The pre-order numbers for GW2, then, should tell us that trust itself is a commodity for which players will flock to pay.
Ok, enough about that, let’s talk about the actual game.
The point of all this long-windedness was two-fold: an attempt to understand why Guild Wars 2 is successful, but also to point out that once you strip away the value added by being genuinely player friendly, GW2 is—especially when compared to the achievements in design GW1 realized—honestly an underwhelming game, though not an unenjoyable experience by any means. That is to say, perhaps our evaluation of the game is skewed because it treats us like real people, not cash cows.

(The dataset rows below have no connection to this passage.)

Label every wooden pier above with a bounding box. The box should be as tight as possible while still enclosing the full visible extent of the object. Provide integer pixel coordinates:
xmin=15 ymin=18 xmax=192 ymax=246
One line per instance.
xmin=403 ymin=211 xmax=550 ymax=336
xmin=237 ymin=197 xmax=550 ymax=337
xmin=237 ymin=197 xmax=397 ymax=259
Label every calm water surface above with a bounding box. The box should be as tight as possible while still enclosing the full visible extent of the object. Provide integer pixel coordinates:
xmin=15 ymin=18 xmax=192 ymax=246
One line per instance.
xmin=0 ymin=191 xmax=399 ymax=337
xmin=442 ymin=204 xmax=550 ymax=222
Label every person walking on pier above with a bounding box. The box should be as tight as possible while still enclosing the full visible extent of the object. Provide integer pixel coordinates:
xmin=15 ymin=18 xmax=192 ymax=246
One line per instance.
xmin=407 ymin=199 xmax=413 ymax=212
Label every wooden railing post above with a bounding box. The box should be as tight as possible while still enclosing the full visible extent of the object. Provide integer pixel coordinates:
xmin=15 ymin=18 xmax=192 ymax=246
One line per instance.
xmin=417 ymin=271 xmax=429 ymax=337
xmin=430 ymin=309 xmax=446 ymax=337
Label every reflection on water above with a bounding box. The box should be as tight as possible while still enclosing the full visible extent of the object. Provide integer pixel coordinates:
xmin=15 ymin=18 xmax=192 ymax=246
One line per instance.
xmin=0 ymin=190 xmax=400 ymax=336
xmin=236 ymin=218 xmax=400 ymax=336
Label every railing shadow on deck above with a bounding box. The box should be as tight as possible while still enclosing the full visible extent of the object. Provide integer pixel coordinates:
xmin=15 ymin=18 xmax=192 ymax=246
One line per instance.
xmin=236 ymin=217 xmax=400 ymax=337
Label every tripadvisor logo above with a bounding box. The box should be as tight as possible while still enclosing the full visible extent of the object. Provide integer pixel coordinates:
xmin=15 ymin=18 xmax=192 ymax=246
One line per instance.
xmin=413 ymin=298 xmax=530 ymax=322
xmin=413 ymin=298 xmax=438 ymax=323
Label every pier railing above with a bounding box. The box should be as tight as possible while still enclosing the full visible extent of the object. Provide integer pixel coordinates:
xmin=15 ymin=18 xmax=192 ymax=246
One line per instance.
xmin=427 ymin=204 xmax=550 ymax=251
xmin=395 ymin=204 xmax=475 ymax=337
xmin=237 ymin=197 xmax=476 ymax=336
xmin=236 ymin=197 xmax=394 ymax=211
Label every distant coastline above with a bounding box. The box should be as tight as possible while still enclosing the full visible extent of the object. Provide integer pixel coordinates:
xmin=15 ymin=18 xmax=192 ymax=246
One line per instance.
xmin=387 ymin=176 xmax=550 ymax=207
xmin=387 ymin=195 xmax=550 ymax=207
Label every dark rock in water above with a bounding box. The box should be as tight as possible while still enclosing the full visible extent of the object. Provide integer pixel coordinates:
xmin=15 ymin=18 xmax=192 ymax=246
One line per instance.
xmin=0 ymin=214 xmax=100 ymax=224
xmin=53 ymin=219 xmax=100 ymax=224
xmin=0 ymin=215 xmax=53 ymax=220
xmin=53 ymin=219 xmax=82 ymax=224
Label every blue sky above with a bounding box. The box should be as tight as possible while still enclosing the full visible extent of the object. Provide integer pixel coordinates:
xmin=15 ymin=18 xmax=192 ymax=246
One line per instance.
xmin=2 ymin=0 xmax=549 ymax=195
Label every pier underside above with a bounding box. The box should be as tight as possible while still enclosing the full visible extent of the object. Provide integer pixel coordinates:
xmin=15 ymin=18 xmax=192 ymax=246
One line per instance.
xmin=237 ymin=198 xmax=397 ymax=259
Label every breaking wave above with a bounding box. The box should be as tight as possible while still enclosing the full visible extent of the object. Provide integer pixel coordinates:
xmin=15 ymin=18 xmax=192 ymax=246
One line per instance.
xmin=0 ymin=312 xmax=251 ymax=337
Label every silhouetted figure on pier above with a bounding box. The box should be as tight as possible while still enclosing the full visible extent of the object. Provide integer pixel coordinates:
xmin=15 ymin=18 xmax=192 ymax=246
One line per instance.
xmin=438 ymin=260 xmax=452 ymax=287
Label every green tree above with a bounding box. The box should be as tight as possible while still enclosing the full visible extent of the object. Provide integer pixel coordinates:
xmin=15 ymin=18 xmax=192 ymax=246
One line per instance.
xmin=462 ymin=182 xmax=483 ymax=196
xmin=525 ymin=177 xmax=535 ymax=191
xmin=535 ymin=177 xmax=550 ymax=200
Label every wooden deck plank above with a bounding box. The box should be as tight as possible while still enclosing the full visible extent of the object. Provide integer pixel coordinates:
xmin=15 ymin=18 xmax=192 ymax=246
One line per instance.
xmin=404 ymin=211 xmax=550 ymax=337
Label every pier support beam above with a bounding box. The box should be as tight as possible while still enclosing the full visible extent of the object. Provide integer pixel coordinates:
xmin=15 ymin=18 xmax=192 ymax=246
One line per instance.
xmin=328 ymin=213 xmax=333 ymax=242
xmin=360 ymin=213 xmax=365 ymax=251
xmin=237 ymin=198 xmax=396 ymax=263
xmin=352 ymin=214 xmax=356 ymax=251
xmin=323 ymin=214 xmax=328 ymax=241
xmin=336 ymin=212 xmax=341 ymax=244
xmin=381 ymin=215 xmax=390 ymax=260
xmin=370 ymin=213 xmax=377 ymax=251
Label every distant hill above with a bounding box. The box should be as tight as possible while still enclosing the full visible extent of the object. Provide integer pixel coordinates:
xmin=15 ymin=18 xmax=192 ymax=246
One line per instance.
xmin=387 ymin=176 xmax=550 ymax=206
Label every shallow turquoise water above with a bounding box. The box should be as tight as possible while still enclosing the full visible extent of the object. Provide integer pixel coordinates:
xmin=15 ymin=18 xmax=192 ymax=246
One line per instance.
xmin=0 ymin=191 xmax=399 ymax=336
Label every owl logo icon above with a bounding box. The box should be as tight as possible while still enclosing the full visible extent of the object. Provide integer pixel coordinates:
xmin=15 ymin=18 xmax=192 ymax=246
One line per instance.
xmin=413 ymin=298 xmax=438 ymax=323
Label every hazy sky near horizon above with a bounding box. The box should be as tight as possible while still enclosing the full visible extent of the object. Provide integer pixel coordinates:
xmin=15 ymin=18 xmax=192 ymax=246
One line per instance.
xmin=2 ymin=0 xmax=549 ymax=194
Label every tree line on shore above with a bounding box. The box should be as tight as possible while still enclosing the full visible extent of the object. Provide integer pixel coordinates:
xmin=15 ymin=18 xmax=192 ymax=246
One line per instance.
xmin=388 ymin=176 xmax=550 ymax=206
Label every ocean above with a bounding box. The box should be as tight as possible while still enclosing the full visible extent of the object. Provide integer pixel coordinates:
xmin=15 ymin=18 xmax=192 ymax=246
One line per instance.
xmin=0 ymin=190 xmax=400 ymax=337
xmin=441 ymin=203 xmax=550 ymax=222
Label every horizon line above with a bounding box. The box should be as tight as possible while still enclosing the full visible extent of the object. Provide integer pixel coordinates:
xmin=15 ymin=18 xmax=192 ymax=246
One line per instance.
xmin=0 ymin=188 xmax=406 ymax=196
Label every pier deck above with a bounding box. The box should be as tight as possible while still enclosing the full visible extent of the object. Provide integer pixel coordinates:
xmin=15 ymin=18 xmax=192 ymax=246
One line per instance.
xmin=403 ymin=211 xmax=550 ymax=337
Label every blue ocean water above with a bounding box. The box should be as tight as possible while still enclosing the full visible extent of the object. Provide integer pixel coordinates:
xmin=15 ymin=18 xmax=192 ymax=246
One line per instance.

In many ways, it actually feels like a step backwards compared to its predecessor. Gone are the sophistication of GW1’s 8 skill/dual class system (where one skill change could impact every other skill on your bar, and in fact make entirely novel builds possible), the level 20 cap, and the secondary relevance of items and loot.
"The pre-order numbers for GW2, then, should tell us that trust itself is a commodity for which players will flock to pay."
Yup yup yup (and yup to a lot of other things too..).
But the problem with trust in a consumer relationship is, it's a fucking dangerous commodity. And if you have customers buying on trust you had bloody well better not betray that trust.
Trust in consumer relationships = of course I'll buy it!
But the flip side of that is, betray that trust and not only will the customer never buy from you again, they will go out of their way to warn others about you.